Episode 188: Reflections on the Impact of Visa Backlogs in Set-Asides & Other Matters

Episode 188: Reflections on the Impact of Visa Backlogs in Set-Asides & Other Matters

From the EB-5 Visa Bulletin and its impact on the TEA, rural and infrastructure set-asides, USCIS delayed processing and the effect it has on investors, to the highly covered arrest of Wailian Group President Linda He, a lot has been going on in the past month!

In this episode, our resident EB-5 experts, Mona Shah and Rebecca Singh, weigh in on the latest in EB-5 news and what it really means for the industry.

Under the EB-5 Reform and Integrity Act, “RIA”, understanding the visa bulletin in relation to the new visa set-aside categories means “differentiating between those who filed prior to 2022 and those who filed thereafter.”

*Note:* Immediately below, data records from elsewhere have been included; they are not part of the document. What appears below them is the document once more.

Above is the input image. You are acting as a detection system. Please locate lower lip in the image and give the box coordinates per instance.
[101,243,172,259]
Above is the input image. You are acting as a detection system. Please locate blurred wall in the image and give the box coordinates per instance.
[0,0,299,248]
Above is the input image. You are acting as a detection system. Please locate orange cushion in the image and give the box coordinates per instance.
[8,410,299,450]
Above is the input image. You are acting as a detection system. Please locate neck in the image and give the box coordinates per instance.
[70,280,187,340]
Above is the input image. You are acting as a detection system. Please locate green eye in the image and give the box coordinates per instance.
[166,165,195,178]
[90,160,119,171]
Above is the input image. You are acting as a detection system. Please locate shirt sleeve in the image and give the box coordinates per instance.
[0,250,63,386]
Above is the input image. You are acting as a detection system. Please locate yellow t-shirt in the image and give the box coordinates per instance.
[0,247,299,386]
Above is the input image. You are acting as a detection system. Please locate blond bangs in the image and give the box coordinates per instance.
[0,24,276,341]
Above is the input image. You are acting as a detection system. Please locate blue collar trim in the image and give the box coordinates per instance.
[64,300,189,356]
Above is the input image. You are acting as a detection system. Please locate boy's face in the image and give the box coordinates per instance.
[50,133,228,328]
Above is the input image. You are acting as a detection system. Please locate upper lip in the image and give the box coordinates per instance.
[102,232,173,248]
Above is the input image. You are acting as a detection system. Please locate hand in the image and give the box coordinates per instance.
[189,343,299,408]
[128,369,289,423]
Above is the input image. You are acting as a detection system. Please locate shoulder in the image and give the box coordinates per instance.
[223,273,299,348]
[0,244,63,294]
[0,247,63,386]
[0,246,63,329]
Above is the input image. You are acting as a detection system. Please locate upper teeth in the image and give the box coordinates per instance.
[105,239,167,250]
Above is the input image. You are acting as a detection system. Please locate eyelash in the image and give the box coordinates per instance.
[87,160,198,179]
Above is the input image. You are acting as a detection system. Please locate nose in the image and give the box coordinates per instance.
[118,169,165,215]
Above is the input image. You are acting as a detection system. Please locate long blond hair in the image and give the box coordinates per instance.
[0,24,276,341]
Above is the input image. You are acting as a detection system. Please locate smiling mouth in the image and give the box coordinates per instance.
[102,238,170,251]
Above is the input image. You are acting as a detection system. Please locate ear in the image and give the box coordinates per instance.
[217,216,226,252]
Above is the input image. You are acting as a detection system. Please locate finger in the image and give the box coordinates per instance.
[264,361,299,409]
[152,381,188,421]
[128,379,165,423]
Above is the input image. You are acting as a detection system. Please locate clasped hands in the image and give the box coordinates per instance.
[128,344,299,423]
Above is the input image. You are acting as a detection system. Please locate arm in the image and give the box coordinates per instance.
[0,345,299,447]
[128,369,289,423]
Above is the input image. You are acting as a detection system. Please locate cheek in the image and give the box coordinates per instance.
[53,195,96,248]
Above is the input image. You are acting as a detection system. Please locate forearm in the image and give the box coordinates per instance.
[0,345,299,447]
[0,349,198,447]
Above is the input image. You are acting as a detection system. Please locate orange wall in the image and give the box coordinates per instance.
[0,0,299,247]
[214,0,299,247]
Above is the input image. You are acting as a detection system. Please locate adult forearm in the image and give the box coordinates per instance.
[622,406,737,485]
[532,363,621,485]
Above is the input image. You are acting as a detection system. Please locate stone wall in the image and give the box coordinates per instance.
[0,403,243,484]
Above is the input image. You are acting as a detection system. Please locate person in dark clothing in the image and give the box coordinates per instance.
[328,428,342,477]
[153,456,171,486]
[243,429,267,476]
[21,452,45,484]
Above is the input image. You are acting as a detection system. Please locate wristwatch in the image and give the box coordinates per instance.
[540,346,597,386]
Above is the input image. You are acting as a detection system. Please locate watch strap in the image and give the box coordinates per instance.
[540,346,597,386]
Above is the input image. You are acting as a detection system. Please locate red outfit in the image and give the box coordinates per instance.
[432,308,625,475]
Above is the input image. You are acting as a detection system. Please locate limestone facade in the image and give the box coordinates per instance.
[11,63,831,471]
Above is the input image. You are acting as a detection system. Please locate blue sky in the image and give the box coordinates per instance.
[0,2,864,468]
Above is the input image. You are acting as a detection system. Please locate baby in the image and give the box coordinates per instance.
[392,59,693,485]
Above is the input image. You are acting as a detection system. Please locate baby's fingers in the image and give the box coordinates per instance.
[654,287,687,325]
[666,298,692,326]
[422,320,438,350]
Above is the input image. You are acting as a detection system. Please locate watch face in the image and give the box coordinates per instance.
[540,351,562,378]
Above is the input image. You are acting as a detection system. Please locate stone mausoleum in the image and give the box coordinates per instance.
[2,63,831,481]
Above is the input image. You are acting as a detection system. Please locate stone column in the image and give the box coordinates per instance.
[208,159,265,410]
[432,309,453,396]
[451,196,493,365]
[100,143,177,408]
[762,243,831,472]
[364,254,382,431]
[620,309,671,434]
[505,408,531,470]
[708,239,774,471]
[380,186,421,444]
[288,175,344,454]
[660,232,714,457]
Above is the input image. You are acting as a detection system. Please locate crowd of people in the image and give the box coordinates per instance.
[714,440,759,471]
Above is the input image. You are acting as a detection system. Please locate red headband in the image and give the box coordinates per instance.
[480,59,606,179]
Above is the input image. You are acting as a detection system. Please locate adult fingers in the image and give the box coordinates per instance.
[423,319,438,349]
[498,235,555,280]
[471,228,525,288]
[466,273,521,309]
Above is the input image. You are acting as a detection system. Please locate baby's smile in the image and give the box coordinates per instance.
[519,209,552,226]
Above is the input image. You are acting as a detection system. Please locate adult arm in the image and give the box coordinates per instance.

With the use of both Chart A Application Final Action Dates – dates when visas may be issued and Chart B Dates for Filing Applications – when applicants may apply, USCIS appears to still be figuring the best way to move forward with the severe backlog of adjustment cases through EB-5. Add in the changes that RIA brought in allowing concurrent filing and it’s been a headache for everyone to understand.

Mona: “Chart B is akin to a door which USCIS can open and close at their own whims and fancies.”

Moreover, with the September EB-5 Visa Bulletin showing that quotas will be reached, Mona and Rebecca predict backlogs in most if not all the visa set aside categories for fiscal year 2023.

Rebecca: “At the end of the day, what USCIS needs to do, or hopefully Congress, is give us more visas or take away the dependents.”

Parallel to the visa bulletin backlogs is, what Mona describes as, “the rural phenomena” in which we are seeing regional centers pushing for rural projects with claims of petitions approved in less than a year. With such huge incentives for people, particularly those in backlogged countries such as China and India, our experts predict a backlog in this set aside in the not-too-distant future.

USCIS’s decision to now determine TEA designations, instead of states, further burdens the Service and adds another layer of approval that projects will now be at the mercy of USCIS for. Rebecca talks about possible USCIS systems that could be implemented to speed up the TEA designation process.

Further analysis of the impact of the visa bulletin and backlogs are discussed in this highly useful breakdown of the types of projects regional centers will be pushing, what investors will be looking to invest in and how the timing of applications directly affects families and children who age out as well as the seemingly unfair adjudication of pre-RIA cases against post-RIA cases.

Rebecca: “I feel that they’re hurting the pre-RIA cases without really looking into them and adjudicating them. They just want to kind of move on to the new cases that have been filed.”

The last hot topic discussed is the arrest of Wailian Group President Linda He and what it means for the Chinese Market. Mona and Rebecca consider whether the arrest is really a sign of the Chinese government cracking down on EB-5 and CBI investments or if it’s a reflection of their focus to “slow down the migration wave that’s been happening, especially since post-COVID.”

Mona: “At the end of the day, USICS should be solely focused on U.S. laws. They cannot rely on agencies or foreign governments for this purpose.”